Regner: Brandon's ego finally takes him down
Dave Brandon is no longer the athletic director at the University of Michigan because he couldn't stay out of his own way.
Regardless of what went on in Michigan athletics, Brandon was always front and center, letting the world know it was a Dave Brandon production.
His micromanaging style, along with his massive house cleaning of longtime athletic-department employees, created an environment of paranoia and fear.
"If Dave laughed, you laughed; if Dave didn't laugh, you kept your mouth shut," was how one current athletic-department employee described what it was like to work under Brandon's regime. "You never really knew what our mandate was because Dave wanted to control it all."
Certainly, now that Brandon has resigned, the horrors of a Brandon administration will come out of the woodwork.
Although much of it likely will have merit, Brandon's biggest miscues were trying to manufacture tradition and the way he treated people.
Legacy jerseys, several different football uniforms, ticket-price increases, open-student seating, and either a deaf ear or a vindictive backlash toward his critics resulted in Brandon became the most polarizing figure in the history of Michigan athletics.
I always thought that Brandon wanted to be what he never was when he was a Michigan student-athlete: the big man on campus.
My feeling was that Michigan athletics were going to drastically change under his leadership, because maintaining the status quo wouldn't have created the long-lasting "Brandon" imprint he so desired.

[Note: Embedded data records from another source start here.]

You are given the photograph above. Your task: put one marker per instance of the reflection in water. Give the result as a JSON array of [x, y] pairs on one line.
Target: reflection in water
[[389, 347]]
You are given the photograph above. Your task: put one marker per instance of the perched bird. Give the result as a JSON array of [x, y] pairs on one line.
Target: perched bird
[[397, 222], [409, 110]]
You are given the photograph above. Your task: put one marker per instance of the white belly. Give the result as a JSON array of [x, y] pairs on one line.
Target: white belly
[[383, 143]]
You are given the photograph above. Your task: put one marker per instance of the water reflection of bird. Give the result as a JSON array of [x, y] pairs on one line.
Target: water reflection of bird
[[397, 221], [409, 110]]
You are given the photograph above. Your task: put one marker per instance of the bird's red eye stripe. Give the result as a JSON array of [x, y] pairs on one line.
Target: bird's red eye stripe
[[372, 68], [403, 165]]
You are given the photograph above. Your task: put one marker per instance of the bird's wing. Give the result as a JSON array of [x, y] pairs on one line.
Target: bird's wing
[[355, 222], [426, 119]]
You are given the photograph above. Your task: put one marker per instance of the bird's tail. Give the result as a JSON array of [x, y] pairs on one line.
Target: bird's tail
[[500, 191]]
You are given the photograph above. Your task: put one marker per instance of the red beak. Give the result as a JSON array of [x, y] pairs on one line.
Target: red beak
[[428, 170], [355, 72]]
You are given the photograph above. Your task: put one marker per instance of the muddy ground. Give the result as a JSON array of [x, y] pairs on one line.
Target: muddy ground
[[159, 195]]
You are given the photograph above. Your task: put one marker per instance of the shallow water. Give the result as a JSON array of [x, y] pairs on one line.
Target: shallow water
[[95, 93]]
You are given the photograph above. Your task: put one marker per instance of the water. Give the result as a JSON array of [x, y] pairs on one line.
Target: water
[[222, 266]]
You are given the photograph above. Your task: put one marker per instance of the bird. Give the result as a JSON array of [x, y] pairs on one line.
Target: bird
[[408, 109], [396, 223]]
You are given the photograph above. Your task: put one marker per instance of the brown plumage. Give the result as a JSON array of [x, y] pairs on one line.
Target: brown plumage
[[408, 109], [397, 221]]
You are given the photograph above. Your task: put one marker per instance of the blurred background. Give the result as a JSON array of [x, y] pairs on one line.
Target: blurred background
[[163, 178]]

Unfortunately for Brandon, Michigan is a slow moving machine, and its tradition is sacred and not to be toyed with.
Quickly during his tenure, the perception of "too much Dave Brandon, not enough University of Michigan" emerged.
His "smartest man in the room" attitude coupled with his superior ego rubbed the Michigan community the wrong way from the start.
A few weeks ago, when Brandon was making the media rounds, he talked about how many of his critics didn't know him, never met him or spent any time in the same room with him.
He said that most of the criticism he was receiving was the nature of his job, not about him as a person -- another wrong assumption by Brandon.
We only know you by what you chose to show us, and when you make yourself the face of the program, we know all we need to know about you, Mr. Brandon.
That's why you're out of a job today.